Germany should substantially increase direct humanitarian aid for the 3.5 million Syrian refugees
Second anniversary of the "Syrian revolution" (March 18th)
The German government should substantially increase its humanitarian aid for the 3.5 million needy Syrian refugees. This is what the Society for Threatened Peoples (STP) demands on occasion of the second anniversary of the "Syrian revolution" on March 18. "Given the increasing distress among the many refugees and displaced people, the 73 million Euros for direct aid from Germany are unfortunately not more than a drop in the ocean," said the Syrian-born Middle East expert of the STP, Kamal Sido. More efforts need to be undergone soon to avoid a major disaster.

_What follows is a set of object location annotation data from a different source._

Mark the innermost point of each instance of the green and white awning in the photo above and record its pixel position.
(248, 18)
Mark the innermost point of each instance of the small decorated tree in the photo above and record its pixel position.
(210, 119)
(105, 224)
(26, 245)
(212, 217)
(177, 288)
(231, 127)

"About three quarters of the 2.5 million refugees who are still in Syria are women and children," said Sido. In many places, there are not enough food supplies to nourish the civilians sufficiently. Even bread is scarce. Also, there is an urgent need for medicine, medical equipment, bandaging material and hygiene items. 57 percent of the state's hospitals are partially destroyed, 36 percent are no longer operable. More than four million people in Syria are dependent on humanitarian aid. In addition, supplies are also needed for about one million refugees from Syria who have already sought shelter in the neighboring countries.
The STP is also in deep concern about the ethnic and religious minorities such as the Kurds, the Armenians, the Assyrian Aramaic, Druze, Ismailis, Circassians, Turkomans, Palestinians, Christians and Yazidis, who are caught in the crossfire more and more often. The Christians are being attacked by the radical Islamist opposition. At least 1,000 Christians have already lost their lives – and about 200,000 Christians have already left Syria.
The self-destructive civil war in Syria has already claimed 70,000 victims. In two years, the initially peaceful protests against the Baath dictatorship of Bashar al-Assad have turned into a "religious war". The "Shiite alliance" – which is led by the mullah regime in Iran – supports the authoritarian Syrian government, trying to hold down the revolt that is mainly led by the Sunni Arabs. The Arab Gulf states and Turkey are providing financial support and weapons for the Sunni-Islamist opposition. While the Syrian army uses heavy artillery, tanks, rocket launchers and the Air Force, the Sunni opposition tries to operate with murder, bombs and suicide attacks. According to UN information, both sides are responsible for severe human rights violations and war crimes. According to the Society for Threatened Peoples, the ethnic and religious conflicts in Syria could only be compensated by a balanced federal government system.